# Greek Leek and Rice



## pdswife (Nov 4, 2004)

3-4 good sized leeks
1 cup rice
olive oil
1-2 cups water
1/2  can tomato sauce
salt, pepper, paprika


cut green part off of the leek.
slice the white part in half... wash well and then cut into 1/2 inch pieces.
Put olive oil in pan and saute leek for 5 to 10 minutes (should be nice and soft)
Add 1-2 cups water and cook for 5 minutes.
Add tomato sauce, rice, salt, pepper and paprika...
Bring to a boil, stir, cover and reduce heat.   Continue cooking for 20 minutes or until liquid is gone.

You can add more tomato sauce if you'd like or use canned tomatoes instead.


----------



## kitchenelf (Nov 4, 2004)

WOW - these are some really nice recipes you've been posting.  I love Greek food.  They ALL look great!  Thanks.


----------



## pdswife (Nov 5, 2004)

*Thanks!*

I made this again last night and it is delish!  It makes enough that we can both have a nice serving for lunch today.


----------



## buckytom (Nov 5, 2004)

kitchenelf said:
			
		

> WOW - these are some really nice recipes you've been posting.  I love Greek food.  They ALL look great!  Thanks.

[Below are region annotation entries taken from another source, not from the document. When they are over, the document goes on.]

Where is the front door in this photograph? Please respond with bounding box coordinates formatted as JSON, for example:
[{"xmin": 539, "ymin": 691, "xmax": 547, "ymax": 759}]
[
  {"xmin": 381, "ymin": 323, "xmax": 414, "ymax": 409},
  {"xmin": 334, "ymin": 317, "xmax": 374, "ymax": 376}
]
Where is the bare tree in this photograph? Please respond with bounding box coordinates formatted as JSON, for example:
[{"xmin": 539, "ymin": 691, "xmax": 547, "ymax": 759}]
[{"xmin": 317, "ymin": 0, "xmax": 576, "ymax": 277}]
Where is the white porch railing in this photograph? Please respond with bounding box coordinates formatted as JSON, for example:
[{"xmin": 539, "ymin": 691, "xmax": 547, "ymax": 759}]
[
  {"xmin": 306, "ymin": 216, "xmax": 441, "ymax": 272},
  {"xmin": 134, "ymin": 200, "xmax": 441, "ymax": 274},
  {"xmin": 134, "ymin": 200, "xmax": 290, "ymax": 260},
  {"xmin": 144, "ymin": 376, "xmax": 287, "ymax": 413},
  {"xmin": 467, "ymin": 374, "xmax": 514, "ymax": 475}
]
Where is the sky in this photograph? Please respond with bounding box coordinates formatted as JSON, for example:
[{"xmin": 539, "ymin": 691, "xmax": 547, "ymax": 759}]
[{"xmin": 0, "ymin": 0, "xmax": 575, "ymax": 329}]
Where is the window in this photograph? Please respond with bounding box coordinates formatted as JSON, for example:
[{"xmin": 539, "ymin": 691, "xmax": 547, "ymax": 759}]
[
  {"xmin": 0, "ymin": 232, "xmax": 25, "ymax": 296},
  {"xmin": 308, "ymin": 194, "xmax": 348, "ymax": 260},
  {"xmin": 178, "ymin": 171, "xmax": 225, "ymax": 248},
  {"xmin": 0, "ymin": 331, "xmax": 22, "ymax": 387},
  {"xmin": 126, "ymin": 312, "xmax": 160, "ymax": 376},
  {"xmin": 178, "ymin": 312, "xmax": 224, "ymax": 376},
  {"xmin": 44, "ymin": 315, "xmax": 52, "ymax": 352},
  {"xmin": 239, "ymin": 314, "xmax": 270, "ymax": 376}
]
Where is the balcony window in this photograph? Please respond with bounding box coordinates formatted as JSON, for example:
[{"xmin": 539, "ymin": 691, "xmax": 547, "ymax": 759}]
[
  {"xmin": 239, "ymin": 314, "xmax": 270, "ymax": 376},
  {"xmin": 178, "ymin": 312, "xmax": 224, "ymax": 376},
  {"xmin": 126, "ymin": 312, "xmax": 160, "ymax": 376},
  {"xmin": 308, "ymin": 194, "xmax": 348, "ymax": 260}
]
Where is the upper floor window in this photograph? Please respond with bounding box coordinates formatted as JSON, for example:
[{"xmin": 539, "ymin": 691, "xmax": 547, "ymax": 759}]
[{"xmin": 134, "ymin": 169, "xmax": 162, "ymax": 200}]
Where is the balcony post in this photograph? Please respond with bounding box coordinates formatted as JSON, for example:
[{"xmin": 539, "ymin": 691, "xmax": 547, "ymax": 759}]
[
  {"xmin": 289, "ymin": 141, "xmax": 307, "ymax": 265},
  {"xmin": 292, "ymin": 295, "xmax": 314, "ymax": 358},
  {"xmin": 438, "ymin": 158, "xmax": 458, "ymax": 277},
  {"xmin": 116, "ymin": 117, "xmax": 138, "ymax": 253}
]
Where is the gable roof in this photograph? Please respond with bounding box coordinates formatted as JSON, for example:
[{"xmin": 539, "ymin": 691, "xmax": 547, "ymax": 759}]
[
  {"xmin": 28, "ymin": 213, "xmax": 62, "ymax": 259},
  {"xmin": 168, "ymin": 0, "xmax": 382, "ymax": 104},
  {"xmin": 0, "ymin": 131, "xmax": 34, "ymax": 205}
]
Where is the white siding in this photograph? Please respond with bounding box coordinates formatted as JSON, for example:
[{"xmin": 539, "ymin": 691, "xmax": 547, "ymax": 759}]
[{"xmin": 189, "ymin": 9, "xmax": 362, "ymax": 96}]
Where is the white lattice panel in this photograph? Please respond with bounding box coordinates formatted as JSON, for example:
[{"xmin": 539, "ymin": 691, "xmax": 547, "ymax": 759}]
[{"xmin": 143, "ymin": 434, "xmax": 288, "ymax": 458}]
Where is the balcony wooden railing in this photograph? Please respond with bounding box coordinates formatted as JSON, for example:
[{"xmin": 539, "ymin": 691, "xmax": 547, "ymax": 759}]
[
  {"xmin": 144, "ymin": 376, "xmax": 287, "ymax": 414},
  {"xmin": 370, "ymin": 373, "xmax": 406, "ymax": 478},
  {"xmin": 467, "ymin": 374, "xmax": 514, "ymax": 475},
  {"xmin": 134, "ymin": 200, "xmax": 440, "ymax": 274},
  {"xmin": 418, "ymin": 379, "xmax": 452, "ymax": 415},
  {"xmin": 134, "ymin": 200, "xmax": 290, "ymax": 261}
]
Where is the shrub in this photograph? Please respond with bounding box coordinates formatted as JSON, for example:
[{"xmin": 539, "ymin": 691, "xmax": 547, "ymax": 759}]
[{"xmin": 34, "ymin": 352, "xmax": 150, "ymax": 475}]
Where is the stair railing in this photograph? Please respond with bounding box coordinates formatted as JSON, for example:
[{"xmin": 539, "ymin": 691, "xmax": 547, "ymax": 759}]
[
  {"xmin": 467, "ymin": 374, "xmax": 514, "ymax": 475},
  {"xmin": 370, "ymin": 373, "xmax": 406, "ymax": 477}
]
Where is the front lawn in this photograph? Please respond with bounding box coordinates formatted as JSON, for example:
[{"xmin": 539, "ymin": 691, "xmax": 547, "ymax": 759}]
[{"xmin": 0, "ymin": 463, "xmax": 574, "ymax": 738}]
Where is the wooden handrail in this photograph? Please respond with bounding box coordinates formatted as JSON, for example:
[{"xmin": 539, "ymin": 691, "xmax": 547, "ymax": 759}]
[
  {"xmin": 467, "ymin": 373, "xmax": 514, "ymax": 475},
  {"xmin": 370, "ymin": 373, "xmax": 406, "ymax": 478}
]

i second this notion, glad to have you and all of your great greek recipes here, pd's squeeze....


----------



## pdswife (Dec 15, 2004)

buckytom said:
			
		

> kitchenelf said:
> 
> 
> 
> ...




pd's squeeze... I like that!


----------



## pdswife (Dec 20, 2004)

Dinner tomorrow~  Can't wait!!


----------